Michael Wakeling (pictured), a partner at Midlands law firm Lodders, explained: “The recent case involved facilities management company Tenon FM and its former employee Ms Susan Cawley, who began employment at the company in 2008, was given a number of promotions, before being appointed operations director.
“When she resigned earlier this year (2018), she was alleged to have attempted to persuade a former colleague to join her new employer, which sparked Tenon to seek an interim High Court injunction to enforce the post termination restrictions against her contained within her contract of employment.
“However, Tenon was unable to locate a copy of her contract of employment that Ms Cawley had actually signed. The High Court Judge rejected Tenon’s claims and denied the injunction.
“Tenon had asked that the judge consider the length of Ms Cawley’s employment as ‘implied acceptance’ of the contract of employment, but the judge rejected the company’s position.

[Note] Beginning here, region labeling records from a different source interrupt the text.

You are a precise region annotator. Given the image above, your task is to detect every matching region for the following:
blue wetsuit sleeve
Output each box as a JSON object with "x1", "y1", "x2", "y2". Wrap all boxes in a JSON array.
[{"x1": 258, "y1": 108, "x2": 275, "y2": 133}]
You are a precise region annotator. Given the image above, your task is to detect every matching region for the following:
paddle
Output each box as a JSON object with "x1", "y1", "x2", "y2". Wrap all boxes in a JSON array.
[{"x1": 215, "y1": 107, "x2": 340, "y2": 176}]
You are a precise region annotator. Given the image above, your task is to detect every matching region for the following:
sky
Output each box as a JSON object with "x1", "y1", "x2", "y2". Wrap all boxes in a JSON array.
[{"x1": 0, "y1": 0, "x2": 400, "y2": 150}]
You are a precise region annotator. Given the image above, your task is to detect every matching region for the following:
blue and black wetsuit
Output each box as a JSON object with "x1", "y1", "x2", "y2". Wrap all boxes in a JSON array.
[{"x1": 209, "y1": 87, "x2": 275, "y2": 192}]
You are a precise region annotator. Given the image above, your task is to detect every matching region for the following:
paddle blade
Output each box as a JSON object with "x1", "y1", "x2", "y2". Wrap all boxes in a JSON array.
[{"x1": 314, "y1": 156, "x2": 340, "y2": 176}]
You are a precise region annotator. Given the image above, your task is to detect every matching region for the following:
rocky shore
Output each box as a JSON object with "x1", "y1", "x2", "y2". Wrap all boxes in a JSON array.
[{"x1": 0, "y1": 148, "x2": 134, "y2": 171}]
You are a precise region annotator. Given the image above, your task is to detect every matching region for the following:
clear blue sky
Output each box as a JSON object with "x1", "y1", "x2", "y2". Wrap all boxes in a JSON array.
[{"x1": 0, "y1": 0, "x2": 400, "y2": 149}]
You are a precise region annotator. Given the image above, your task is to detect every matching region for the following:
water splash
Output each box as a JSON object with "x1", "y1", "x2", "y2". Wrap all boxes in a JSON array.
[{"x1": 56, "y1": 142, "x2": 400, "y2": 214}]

“The case is a harsh reminder to all employers of the importance of ensuring that employees’ contracts of employment are signed, especially where they contain provisions that are detrimental to the employers, such as post termination restrictions, and also that employees should keep evidence of their employees’ agreement to any changes, and of the valid consideration provided.”
Lodders’ head of employment, Nick Rowe, added: “The case certainly re-affirms the need to get employment contracts signed so that there is explicit agreement from the employee rather than simply implied acceptance, a factor that which Tenon FM relied upon in Court. This is especially important where there are issues contained within the contract document, such as IP, Restrictive Covenants and Confidentiality and Delivery up obligations.”